Continues after the break…
Nixie tubes require around 170 V to light up, and they usually have a single anode and ten cathodes, one for each digit. There are modern driver boards that make Nixie projects a snap, but [Davis] discovered this unusual device had dual-anode tubes. In a dual-anode tube, each cathode — there are five in all, not ten — connects to two digits each. Which of the two lights up is determined by which anode is active. One anode connects to the even numbers, and one to the odd numbers. [Davis] ended up swapping the tubes for single-anode versions and putting the original dual-anode versions somewhere safe.
The result is a sturdy piece of computing history (like other Soviet-era display components we have seen) whose original purpose might be lost, but has gained a new life as a functional clock.
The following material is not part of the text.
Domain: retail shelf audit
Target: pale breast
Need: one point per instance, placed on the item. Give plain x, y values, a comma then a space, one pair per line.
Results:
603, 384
You can watch [Davis] walk through the whole process in the video embedded just under the page break.
I’m surprised that a Soviet timer would have English on the face plate.
Maybe stolen from the detonator circuit of a US nuke :)
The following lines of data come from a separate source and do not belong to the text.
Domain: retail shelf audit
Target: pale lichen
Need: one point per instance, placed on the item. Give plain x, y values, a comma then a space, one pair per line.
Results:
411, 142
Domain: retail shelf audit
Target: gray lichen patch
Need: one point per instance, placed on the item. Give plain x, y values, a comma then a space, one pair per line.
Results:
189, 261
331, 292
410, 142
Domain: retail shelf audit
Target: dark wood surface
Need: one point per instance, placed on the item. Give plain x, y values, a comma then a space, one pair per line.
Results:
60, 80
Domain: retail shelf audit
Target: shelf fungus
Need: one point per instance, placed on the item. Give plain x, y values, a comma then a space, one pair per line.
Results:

The original tubes seem to be Amperex ZM1030, made in Holland (a NATO county). They are then swapped out for Soviet ones…
countRy
And a first search shows: ‘The ZM1030 was manufactured by different comapnies and there is also a clear glass version, the ZM1032. The B5025 is very smiliar’ (switch the Browser settings to world wide)
Cheeky Breeki: https://www.youtube.com/watch?v=IIqr94NDeTE
postscriptum: The Neatherland are the country and Holland is a part of it. ;-)
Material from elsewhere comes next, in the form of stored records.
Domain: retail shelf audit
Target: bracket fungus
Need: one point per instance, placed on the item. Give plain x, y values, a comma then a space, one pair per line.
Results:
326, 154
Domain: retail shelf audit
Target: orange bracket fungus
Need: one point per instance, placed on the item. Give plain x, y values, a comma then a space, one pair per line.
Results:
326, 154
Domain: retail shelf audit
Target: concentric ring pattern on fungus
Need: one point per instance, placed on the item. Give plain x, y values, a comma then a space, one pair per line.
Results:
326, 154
AFAIK the ZM1030 was only made by Philips in NL. Like all Philips tubes, they were sold in other countries with the brands of the local Philips subsidiaries. (Valvo, Dario, Mullard, Amperex, just to name a few).
btw: the counter modules seem to be of Western Europe or even West German origin. Driver transistors from Telefunken, counter transistors from Fairchild and resistors from Vitrohm and Beyschlag. The modules were probably exported without tubes as an unfinished product and the tubes were fitted in the destination country. A common practice back then to save a lot on import duties.
It’s sad to see such things. Guy acquires an industrial or military 4-digit counter, cannot figure out how the modules work, finds no way to drive quibinary indicators, rips out all electronic parts and replaces them with modern stuff. Worst of all, he probably gets paid for doing this.
True.
The guy has shown his bad personality.
First respect the work of the mfg / makers
Second get to know how it works.
Third Find and fix failure.
Fourth Develop the power supply, external controls.
IF there was a need to make a clock, the most of the time well documented standardized soviet units could be configure for running countind module 6, i guess.
BZW: Had muted the sound, nevertheless the body alnguage told ME, this guy is one of the egoistical overly loving themself kind of amiracanos f*** the whole world
I mean, it’s his stuff to do with as he pleases. If he wanted to douse it in kerosene and light it aflame, that would be his prerogative.
I’m sure there is a channel like that on yt. Imagine something and there is a channel for it.
His property, his time. If you don’t like that put in an offer to buy it from him. Otherwise touch grass.
God forbid a man does what he wants with his own time and property! No, the great hartl should get a vote first!!!
Of course he can do with his stuff whatever he wants, but it still offends older engineers who know how these things really work.
I made a clock with ZM1030 “biquinary” tubes. The nice thing about those tubes is they fit in standard audio tube sockets due to their internal multiplexing arrangement requiring fewer pins.
The fact he scrapped the original tubes because he couldn’t be bothered to figure out how to drive them is really sad.
Youtube is 20x worse than people used to think television was. Tiktok is just a straight up blatant infoweapon.
So the only retained part is the metalwork.
Also perhaps misleading to call it “Soviet era” when it’s clearly *not* of Soviet origin.